Editorial: Does anybody know what time it is?
Ben Franklin was a prolific inventor, but he’s become even more so in the 227 years since he died, which is hard to do. Just as droll orphan aphorisms seem to attach by default to Mark Twain or Yogi Berra, orphan inventions are sometimes attributed to Franklin, especially if he ever entertained the general subject, which he almost always did in his prodigious body of satirical writing. Such is the case with daylight saving time, which takes an hour of sleep from us this weekend.

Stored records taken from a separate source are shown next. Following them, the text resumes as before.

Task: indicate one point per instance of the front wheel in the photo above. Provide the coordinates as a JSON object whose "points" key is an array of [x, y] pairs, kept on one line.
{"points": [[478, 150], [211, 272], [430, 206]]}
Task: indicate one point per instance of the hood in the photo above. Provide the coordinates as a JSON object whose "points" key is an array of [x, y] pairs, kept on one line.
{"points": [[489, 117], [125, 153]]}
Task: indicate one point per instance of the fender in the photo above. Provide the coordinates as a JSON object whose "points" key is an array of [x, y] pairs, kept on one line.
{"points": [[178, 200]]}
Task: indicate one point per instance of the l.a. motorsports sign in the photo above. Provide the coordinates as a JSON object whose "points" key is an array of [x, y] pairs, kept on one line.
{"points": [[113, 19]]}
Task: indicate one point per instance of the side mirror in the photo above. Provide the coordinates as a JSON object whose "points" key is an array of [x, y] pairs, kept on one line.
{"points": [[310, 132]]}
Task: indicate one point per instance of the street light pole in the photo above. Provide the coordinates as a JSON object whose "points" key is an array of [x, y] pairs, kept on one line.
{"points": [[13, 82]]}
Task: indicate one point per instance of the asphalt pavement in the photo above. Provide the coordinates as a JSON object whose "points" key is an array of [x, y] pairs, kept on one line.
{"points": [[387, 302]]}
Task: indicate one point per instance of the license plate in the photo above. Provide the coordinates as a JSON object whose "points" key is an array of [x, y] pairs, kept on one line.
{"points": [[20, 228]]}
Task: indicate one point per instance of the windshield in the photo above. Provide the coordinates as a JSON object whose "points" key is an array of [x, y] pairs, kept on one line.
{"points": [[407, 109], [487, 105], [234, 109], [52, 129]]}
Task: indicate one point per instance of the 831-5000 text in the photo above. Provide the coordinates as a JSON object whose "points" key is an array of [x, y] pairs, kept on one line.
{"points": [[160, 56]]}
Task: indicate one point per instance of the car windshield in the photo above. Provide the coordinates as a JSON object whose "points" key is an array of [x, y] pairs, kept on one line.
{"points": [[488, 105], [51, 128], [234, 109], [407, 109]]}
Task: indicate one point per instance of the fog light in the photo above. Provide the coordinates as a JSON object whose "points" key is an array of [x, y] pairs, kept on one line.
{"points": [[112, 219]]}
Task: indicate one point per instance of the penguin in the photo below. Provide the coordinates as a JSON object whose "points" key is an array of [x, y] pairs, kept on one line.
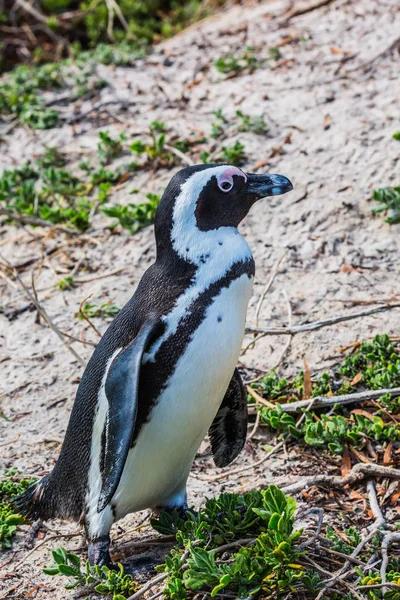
{"points": [[164, 373]]}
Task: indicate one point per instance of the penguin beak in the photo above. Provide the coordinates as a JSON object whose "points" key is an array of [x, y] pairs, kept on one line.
{"points": [[260, 186]]}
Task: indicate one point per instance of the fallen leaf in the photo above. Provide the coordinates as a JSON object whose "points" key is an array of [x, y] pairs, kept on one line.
{"points": [[307, 381], [346, 462]]}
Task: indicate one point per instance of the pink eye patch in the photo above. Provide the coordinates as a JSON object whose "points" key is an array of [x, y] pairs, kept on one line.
{"points": [[225, 180]]}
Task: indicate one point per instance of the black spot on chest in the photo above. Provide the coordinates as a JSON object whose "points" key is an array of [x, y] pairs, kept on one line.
{"points": [[155, 375]]}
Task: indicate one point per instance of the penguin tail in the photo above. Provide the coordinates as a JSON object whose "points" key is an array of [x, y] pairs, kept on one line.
{"points": [[34, 503]]}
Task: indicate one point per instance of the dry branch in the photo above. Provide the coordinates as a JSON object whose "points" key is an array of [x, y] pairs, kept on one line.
{"points": [[359, 472], [319, 324]]}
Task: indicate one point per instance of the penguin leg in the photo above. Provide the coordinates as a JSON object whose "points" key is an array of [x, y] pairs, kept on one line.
{"points": [[99, 552], [177, 503], [97, 528]]}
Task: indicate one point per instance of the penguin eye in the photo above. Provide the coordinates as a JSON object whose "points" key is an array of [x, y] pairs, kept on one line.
{"points": [[225, 186]]}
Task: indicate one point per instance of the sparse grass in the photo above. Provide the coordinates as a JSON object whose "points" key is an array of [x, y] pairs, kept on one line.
{"points": [[241, 546], [388, 198], [48, 191], [133, 216], [270, 562], [103, 311], [132, 29], [254, 124], [233, 155], [10, 488], [389, 202], [374, 365], [104, 581]]}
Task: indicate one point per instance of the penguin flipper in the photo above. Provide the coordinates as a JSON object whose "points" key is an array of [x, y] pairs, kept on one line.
{"points": [[121, 389], [229, 428]]}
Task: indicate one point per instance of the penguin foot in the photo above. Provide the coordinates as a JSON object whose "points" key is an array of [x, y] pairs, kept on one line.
{"points": [[32, 532], [99, 552]]}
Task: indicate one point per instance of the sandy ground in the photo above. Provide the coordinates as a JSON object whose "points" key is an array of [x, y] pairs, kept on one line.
{"points": [[332, 104]]}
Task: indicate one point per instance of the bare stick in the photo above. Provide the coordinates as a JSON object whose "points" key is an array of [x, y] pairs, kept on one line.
{"points": [[268, 287], [374, 505], [45, 315], [323, 401], [302, 10], [242, 469], [319, 324]]}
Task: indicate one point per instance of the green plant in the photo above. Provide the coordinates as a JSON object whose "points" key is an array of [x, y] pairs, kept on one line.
{"points": [[268, 563], [104, 311], [102, 580], [19, 95], [133, 216], [47, 191], [10, 488], [135, 26], [389, 200], [374, 365], [66, 284]]}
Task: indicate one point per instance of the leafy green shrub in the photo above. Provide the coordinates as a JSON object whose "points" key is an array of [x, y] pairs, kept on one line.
{"points": [[55, 195], [129, 24], [133, 216], [9, 520], [374, 365], [267, 558], [104, 311], [234, 155], [102, 580], [389, 200]]}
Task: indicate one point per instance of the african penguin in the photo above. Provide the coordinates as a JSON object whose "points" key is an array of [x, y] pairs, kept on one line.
{"points": [[164, 372]]}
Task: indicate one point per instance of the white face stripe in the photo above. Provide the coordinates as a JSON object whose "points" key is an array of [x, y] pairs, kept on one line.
{"points": [[187, 240], [214, 252]]}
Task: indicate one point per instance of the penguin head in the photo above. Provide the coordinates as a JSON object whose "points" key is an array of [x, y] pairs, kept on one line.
{"points": [[206, 198]]}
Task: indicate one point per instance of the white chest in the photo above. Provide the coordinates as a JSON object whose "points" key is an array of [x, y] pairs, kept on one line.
{"points": [[158, 465]]}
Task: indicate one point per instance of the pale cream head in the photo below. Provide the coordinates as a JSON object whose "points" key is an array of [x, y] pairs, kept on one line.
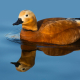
{"points": [[29, 20], [27, 16]]}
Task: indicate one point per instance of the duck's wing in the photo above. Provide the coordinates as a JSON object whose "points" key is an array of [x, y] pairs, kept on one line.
{"points": [[43, 21], [54, 27]]}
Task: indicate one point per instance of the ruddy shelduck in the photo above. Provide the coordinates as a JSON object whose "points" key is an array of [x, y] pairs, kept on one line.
{"points": [[59, 31]]}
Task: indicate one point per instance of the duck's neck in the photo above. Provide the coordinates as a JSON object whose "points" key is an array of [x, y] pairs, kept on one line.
{"points": [[32, 27]]}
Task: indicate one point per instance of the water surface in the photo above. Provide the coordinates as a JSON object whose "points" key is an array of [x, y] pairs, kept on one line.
{"points": [[42, 61]]}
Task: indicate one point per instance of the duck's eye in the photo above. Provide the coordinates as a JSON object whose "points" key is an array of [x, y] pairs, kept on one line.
{"points": [[27, 15], [23, 68]]}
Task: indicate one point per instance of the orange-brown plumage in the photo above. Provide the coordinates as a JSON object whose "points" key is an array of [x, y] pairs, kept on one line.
{"points": [[52, 30]]}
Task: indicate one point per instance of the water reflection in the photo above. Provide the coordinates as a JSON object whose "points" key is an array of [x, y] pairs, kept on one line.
{"points": [[27, 59]]}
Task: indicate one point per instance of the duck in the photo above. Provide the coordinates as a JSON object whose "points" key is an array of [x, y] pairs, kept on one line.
{"points": [[60, 31]]}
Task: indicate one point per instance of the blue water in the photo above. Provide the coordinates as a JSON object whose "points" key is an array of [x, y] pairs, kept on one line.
{"points": [[44, 66]]}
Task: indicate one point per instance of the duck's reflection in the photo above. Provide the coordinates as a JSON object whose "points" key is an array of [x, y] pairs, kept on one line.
{"points": [[27, 58]]}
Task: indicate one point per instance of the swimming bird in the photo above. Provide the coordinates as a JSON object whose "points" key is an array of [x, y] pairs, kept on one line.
{"points": [[59, 31]]}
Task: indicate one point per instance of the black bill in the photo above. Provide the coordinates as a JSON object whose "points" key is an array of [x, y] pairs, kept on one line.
{"points": [[19, 21], [16, 64]]}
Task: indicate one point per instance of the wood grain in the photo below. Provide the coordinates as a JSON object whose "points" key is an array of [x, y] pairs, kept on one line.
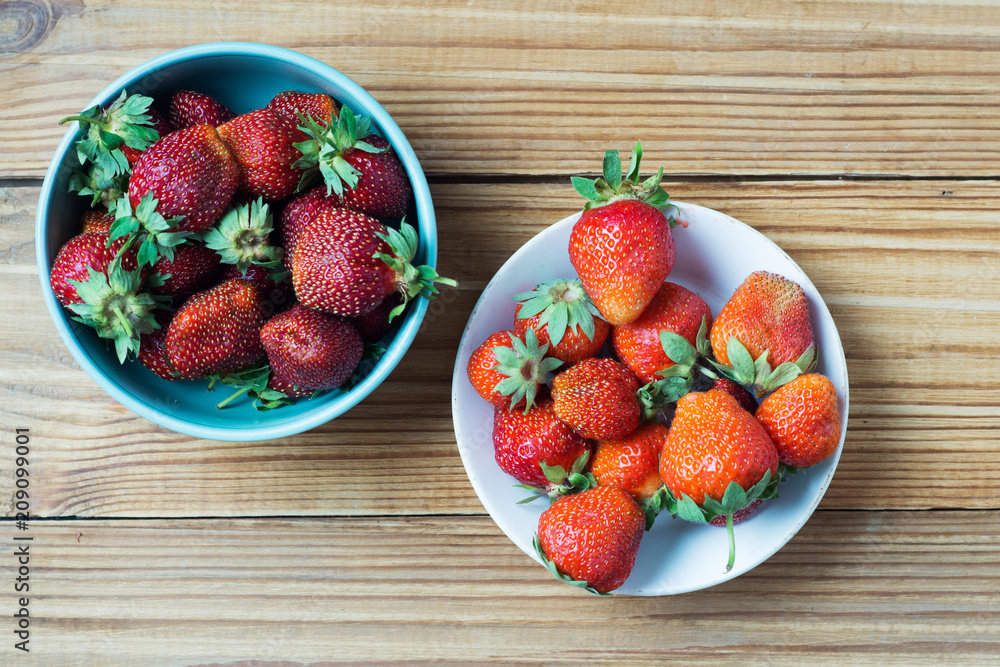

Franklin is often credited – or blamed, depending on your view – for this relic of an older era, although not as old as his.
The myth is based on a satirical letter Franklin penned six years before his death to the Journal of Paris and signed “a subscriber.” In it, he recounted discovering, to his astonishment, that the sun rose and shone much earlier in the morning than was any use to him – he was a famous late-night carouser well into his 70s – and then set just as he was getting going:I considered that, if I had not been awakened so early in the morning, I should have slept six hours longer by the light of the sun, and in exchange have lived six hours the following night by candle-light; and, the latter being a much more expensive light than the former, my love of economy induced me to muster up what little arithmetic I was master of, and to make some calculations, which I shall give you, after observing that utility is, in my opinion the test of value in matters of invention, and that a discovery which can be applied to no use, or is not good for something, is good for nothing.